Because ACTA is so new (i.e. the thing is still being negotiated), and there’s been no transparency about its substantive contents, this week’s assigned readings are basically a compilation of various relevant sources. First, check out the Government of Canada’s official information portal on ACTA, which won’t take you long to look through. You can actually get a lot more information from the Wikipedia post on the topic. If you’d like, use it as a jumping-off point to the external links at the bottom of that page. Without a doubt, however, Professor Geist is the most prolific and important person thinking and writing about ACTA anywhere in the world right now. So his website is actually the most comprehensive source of relevant materials about ACTA you’re like to find; this link will take you to Geist’s ACTA-tagged work, but also check out the column down the right-hand side of the page. I leave it up to you whether you prefer to watch, listen or read his stuff, but do spend time surfing the links on his site – that’s the key prep for his visit. But I’d also like you to look through some attempts to counter his work, herehere, and here for examples, so you can make up your own minds about what’s really going on and what that means for global IP policy.

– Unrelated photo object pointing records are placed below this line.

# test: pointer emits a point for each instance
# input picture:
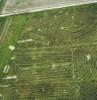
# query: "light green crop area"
(49, 55)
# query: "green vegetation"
(54, 55)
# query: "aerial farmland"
(49, 54)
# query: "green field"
(54, 55)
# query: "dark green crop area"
(49, 55)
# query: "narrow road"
(27, 6)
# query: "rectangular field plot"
(85, 64)
(85, 25)
(49, 55)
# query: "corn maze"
(49, 55)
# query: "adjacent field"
(50, 55)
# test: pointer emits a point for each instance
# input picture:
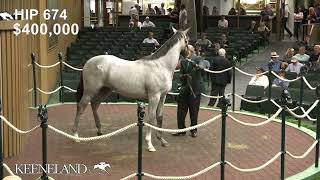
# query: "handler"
(190, 92)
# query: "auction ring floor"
(246, 147)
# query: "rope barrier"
(16, 129)
(182, 130)
(305, 112)
(51, 92)
(130, 176)
(94, 137)
(256, 168)
(184, 177)
(216, 97)
(248, 74)
(217, 72)
(287, 80)
(50, 66)
(250, 101)
(306, 153)
(8, 169)
(71, 67)
(307, 83)
(257, 124)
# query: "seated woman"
(259, 80)
(204, 42)
(279, 82)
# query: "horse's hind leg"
(95, 103)
(164, 143)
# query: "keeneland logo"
(102, 167)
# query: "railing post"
(141, 113)
(233, 82)
(318, 128)
(270, 84)
(225, 104)
(43, 115)
(33, 62)
(284, 100)
(1, 144)
(61, 78)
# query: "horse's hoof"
(151, 149)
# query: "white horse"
(147, 78)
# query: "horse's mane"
(162, 51)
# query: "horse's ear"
(186, 31)
(174, 30)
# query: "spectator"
(204, 41)
(312, 17)
(223, 23)
(215, 11)
(224, 43)
(280, 82)
(183, 17)
(274, 62)
(232, 12)
(151, 40)
(315, 56)
(285, 19)
(267, 15)
(162, 9)
(295, 66)
(157, 10)
(148, 23)
(220, 80)
(190, 93)
(302, 56)
(298, 18)
(150, 10)
(289, 54)
(252, 28)
(259, 79)
(242, 11)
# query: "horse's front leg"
(152, 109)
(159, 115)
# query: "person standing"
(285, 19)
(219, 80)
(183, 17)
(190, 92)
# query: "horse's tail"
(79, 93)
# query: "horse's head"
(184, 41)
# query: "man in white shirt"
(294, 66)
(183, 17)
(148, 23)
(223, 23)
(301, 55)
(151, 40)
(259, 80)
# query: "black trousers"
(216, 90)
(188, 102)
(285, 26)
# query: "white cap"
(222, 52)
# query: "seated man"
(302, 56)
(223, 23)
(148, 23)
(204, 41)
(280, 81)
(151, 40)
(259, 80)
(275, 63)
(294, 66)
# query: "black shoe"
(193, 134)
(179, 134)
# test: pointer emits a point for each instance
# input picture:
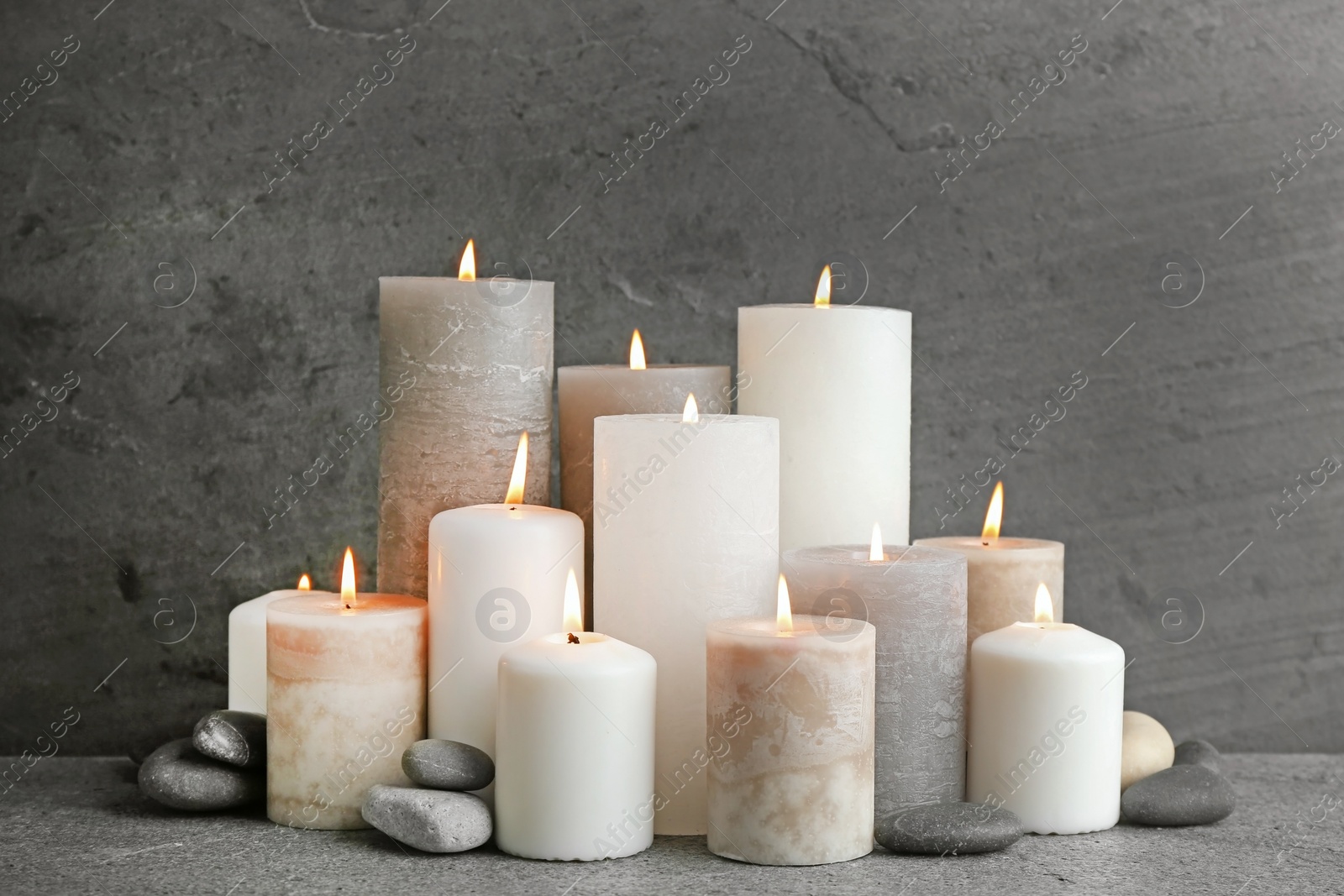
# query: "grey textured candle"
(464, 369)
(917, 600)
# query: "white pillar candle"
(685, 531)
(837, 379)
(602, 390)
(1047, 703)
(346, 696)
(248, 647)
(575, 766)
(465, 365)
(1003, 574)
(496, 578)
(917, 600)
(795, 786)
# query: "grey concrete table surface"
(80, 825)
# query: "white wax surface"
(837, 379)
(792, 781)
(685, 531)
(346, 691)
(588, 392)
(917, 600)
(496, 579)
(248, 651)
(1045, 726)
(575, 766)
(480, 356)
(1003, 577)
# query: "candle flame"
(573, 607)
(347, 580)
(467, 270)
(994, 516)
(691, 412)
(1045, 606)
(823, 297)
(636, 352)
(517, 481)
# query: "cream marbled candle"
(472, 365)
(346, 696)
(796, 785)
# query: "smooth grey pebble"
(179, 777)
(448, 765)
(1179, 795)
(1200, 752)
(940, 829)
(233, 736)
(436, 821)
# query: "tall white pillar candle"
(837, 379)
(601, 390)
(1047, 703)
(248, 649)
(496, 579)
(796, 785)
(685, 531)
(346, 696)
(464, 367)
(575, 768)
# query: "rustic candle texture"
(464, 369)
(346, 696)
(917, 600)
(795, 785)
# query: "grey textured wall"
(147, 159)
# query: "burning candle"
(602, 390)
(1047, 703)
(685, 527)
(496, 578)
(1003, 574)
(346, 696)
(248, 647)
(575, 766)
(464, 367)
(916, 597)
(796, 785)
(837, 379)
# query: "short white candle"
(1003, 574)
(248, 647)
(346, 696)
(1046, 707)
(575, 765)
(837, 379)
(795, 786)
(496, 578)
(685, 531)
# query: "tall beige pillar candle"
(1003, 574)
(605, 390)
(344, 698)
(464, 367)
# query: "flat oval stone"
(448, 765)
(1179, 795)
(1146, 748)
(940, 829)
(233, 736)
(1200, 752)
(436, 821)
(179, 777)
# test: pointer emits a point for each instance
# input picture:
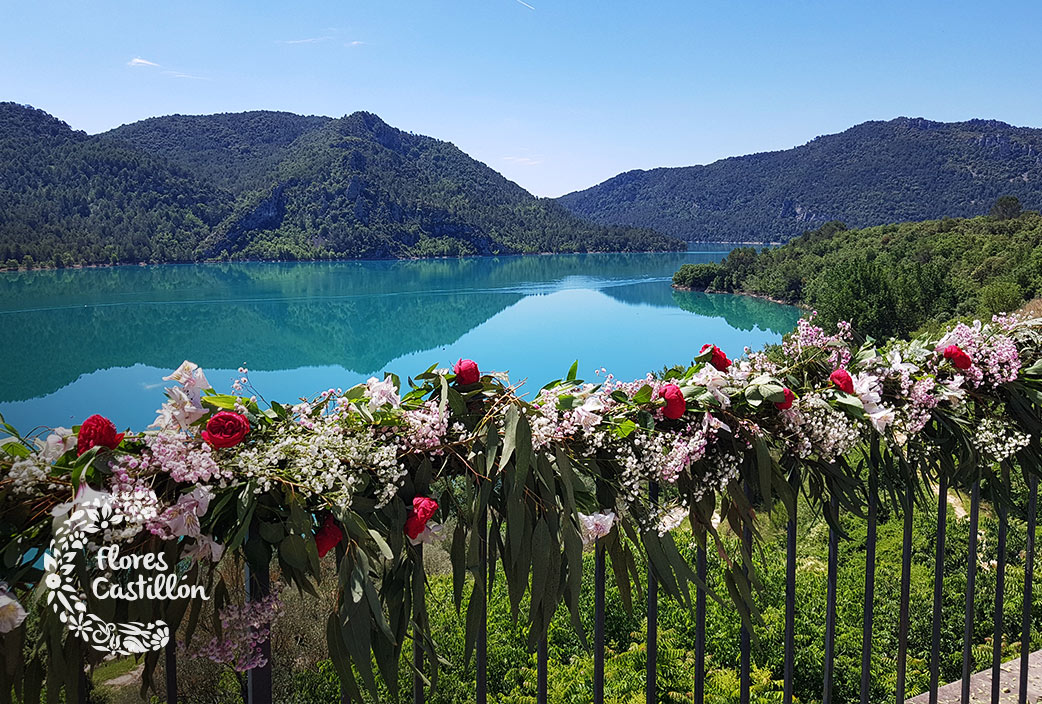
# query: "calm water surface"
(79, 342)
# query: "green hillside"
(871, 174)
(265, 185)
(357, 186)
(892, 279)
(69, 198)
(236, 151)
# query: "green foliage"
(512, 667)
(893, 279)
(1006, 207)
(871, 174)
(269, 185)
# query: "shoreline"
(390, 258)
(765, 297)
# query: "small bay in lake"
(99, 341)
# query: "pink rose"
(96, 431)
(719, 359)
(958, 357)
(328, 536)
(842, 379)
(466, 371)
(226, 429)
(423, 508)
(675, 405)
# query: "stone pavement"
(981, 684)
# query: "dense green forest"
(236, 151)
(871, 174)
(266, 185)
(893, 279)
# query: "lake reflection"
(73, 343)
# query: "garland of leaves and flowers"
(385, 467)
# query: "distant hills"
(872, 174)
(269, 185)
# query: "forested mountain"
(236, 151)
(357, 186)
(68, 198)
(265, 185)
(892, 279)
(871, 174)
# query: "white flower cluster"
(323, 457)
(31, 475)
(819, 429)
(723, 470)
(670, 518)
(27, 475)
(998, 438)
(596, 525)
(425, 428)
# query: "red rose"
(958, 356)
(225, 429)
(423, 508)
(466, 371)
(842, 379)
(719, 359)
(675, 405)
(328, 536)
(97, 430)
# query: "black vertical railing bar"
(902, 627)
(834, 547)
(935, 645)
(699, 685)
(170, 664)
(258, 679)
(541, 672)
(419, 597)
(971, 558)
(790, 610)
(598, 623)
(866, 635)
(340, 550)
(744, 635)
(650, 680)
(82, 682)
(996, 643)
(480, 593)
(1025, 627)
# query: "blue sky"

To understand how ACTA fits into the broader copyright protection and enforcement picture, I want to add a few more international treaties into the mix of global IP governance that we’ve been unpacking throughout the year. Please surf through (but don’t dwell too long on):

The Berne Convention, incorporated by reference into TRIPs, is not the only international copyright treaty relevant to the issue of access to learning materials. We’ll talk about new obligations layered on top of Berne by a pair of 1996 WIPO internet treaties: the WCT and WPPT. These require signatory states to legally prohibit digital lockpicking, colloquially called circumventing technological protection measures. Please read (at least) Article 11 of the WCT, and think about how it might affect access to learning materials:

  • WIPO Copyright Treaty (20 December 1996), 2186 United Nations Treaty Series 121 (entry into force 3 June 2002).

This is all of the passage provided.